A Comprehensive Implementation of Proximal Policy Optimization

Introduction

This repository contains the reference implementation of the popular Proximal Policy Optimization (PPO) algorithm and accompanies my Final Master's Project report on the topic:

" Towards Delivering a Coherent Self-Contained Explanation of Proximal Policy Optimization "

While the aforementioned report aims at theoretically explaining the PPO algorithm in a detailed, complete, and comprehensible way, the reference implementation provided in this repository aims at practically illustrating the PPO algorithm in a comprehensible way.

For more information on the background of this work, the reader is referred to the corresponding report (link to be added later).

Setup

For an easy setup, it is recommended to install the requirements inside a virtual environment, e.g. using virtualenvwrapper.

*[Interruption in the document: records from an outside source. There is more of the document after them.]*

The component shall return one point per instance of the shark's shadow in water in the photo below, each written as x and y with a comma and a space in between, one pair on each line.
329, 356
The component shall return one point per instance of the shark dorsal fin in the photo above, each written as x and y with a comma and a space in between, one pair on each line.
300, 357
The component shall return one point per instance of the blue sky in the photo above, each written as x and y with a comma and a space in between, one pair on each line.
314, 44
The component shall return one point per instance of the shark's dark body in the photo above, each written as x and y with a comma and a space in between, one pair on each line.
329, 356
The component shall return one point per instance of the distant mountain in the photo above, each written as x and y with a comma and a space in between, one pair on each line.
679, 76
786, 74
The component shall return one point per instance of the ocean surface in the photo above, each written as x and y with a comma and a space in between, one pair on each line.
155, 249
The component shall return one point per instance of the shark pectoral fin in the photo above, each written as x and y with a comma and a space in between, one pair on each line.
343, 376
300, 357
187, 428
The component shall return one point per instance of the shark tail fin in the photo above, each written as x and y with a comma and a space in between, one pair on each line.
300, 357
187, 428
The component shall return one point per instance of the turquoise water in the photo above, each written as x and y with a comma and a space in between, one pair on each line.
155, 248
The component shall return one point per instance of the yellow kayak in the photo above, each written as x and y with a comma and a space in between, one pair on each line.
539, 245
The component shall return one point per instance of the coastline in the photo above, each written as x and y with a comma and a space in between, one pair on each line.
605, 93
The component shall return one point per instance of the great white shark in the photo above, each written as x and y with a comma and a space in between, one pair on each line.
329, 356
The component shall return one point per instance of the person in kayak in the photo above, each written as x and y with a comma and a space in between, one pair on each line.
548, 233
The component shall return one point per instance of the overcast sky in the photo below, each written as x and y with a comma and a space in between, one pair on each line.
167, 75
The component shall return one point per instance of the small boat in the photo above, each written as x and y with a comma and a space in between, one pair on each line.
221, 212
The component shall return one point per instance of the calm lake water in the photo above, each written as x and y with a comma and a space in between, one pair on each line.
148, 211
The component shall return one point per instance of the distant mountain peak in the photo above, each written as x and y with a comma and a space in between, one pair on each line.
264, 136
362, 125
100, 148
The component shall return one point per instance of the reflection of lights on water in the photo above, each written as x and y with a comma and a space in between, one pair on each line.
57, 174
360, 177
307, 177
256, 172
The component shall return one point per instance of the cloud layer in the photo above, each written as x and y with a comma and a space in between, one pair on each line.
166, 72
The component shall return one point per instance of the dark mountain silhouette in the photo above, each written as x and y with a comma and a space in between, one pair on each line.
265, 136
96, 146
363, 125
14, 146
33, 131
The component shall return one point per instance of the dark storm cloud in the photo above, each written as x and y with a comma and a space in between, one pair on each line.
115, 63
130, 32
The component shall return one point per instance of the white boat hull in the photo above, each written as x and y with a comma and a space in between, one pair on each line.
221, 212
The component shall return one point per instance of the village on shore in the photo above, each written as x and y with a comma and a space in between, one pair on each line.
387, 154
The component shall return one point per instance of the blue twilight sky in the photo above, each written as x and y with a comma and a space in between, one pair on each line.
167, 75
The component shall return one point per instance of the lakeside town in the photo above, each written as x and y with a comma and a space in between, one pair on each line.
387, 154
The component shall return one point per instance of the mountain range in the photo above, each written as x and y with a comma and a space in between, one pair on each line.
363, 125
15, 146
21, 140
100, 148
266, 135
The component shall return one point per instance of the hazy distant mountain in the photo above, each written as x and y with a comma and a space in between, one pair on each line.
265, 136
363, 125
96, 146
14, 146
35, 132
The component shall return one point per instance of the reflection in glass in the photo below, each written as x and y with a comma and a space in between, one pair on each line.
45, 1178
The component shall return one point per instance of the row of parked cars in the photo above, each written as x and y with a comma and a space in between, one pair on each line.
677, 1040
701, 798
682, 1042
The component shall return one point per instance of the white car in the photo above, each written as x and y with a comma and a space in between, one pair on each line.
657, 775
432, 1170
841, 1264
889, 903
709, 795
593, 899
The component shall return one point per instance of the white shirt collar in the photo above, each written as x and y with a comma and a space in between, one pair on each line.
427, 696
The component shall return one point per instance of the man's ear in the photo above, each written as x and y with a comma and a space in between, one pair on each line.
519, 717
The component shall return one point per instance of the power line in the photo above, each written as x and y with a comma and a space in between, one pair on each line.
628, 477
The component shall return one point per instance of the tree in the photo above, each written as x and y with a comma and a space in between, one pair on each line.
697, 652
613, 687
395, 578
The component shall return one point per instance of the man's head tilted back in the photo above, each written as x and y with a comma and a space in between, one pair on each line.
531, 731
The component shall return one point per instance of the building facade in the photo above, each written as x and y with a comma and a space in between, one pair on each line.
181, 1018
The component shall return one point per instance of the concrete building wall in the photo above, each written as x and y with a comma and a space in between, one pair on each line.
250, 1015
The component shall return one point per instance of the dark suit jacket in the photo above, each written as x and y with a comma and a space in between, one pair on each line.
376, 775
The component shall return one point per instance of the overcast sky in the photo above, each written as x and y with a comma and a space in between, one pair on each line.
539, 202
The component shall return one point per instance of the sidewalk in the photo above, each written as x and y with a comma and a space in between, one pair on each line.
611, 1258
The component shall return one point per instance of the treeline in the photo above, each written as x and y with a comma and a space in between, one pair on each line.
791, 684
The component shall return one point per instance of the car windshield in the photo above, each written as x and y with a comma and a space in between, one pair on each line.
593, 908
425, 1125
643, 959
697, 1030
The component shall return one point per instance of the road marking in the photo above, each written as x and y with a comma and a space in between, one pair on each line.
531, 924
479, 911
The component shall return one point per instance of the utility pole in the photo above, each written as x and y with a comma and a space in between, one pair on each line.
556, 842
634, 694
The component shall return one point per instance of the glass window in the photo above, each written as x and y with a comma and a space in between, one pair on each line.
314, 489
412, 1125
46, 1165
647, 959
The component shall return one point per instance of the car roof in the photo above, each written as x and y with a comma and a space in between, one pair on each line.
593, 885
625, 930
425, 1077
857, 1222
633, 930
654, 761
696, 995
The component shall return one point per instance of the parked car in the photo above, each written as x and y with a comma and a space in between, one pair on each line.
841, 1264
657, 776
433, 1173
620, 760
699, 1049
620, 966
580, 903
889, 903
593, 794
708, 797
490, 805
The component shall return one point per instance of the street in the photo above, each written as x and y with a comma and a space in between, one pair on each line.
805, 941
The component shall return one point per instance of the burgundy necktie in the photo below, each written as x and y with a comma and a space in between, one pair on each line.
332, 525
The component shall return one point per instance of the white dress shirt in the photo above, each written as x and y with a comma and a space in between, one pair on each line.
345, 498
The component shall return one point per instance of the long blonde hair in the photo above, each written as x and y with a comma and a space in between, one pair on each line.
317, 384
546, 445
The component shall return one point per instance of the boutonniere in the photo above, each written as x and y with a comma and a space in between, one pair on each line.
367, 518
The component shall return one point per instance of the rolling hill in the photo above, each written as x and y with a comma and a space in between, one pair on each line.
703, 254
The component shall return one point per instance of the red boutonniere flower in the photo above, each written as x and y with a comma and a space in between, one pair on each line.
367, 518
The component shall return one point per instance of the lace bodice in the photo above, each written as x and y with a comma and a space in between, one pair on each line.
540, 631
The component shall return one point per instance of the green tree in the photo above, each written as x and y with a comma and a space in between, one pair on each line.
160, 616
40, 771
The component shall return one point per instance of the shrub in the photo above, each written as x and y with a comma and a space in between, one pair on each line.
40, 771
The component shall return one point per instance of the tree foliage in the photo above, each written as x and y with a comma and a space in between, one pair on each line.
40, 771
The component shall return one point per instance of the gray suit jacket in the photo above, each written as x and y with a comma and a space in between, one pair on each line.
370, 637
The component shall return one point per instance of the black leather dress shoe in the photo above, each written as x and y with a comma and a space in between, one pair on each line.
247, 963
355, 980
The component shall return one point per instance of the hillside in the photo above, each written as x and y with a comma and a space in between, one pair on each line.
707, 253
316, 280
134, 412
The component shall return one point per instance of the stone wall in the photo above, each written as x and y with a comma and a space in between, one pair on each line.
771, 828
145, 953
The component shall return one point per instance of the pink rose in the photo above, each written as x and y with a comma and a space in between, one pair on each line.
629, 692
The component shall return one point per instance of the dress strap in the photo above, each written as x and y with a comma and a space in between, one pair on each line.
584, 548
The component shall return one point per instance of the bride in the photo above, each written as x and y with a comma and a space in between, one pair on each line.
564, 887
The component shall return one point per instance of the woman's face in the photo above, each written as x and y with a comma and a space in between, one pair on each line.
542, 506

After having set up and activated some virtual environment, proceed as follows:

  1. Open the terminal
  2. Navigate to the main directory of this repository, i.e. the directory containing the requirements.txt file
  3. Install the requirements using pip as follows: pip install -r requirements.txt

When not using a virtual environment, add the --user flag to the pip command above.

This concludes the setup.

Training an Agent

Training (as well as replaying the behavior of previously trained agents) is initiated via the main.py file. Before training an agent, one has to set up a corresponding configuration file defining the conditions under which training and testing are performed. For convenience, some default configuration files are provided already. They can be found here.
Once, a configuration file is created or selected from the examples, training can be initiated as follows.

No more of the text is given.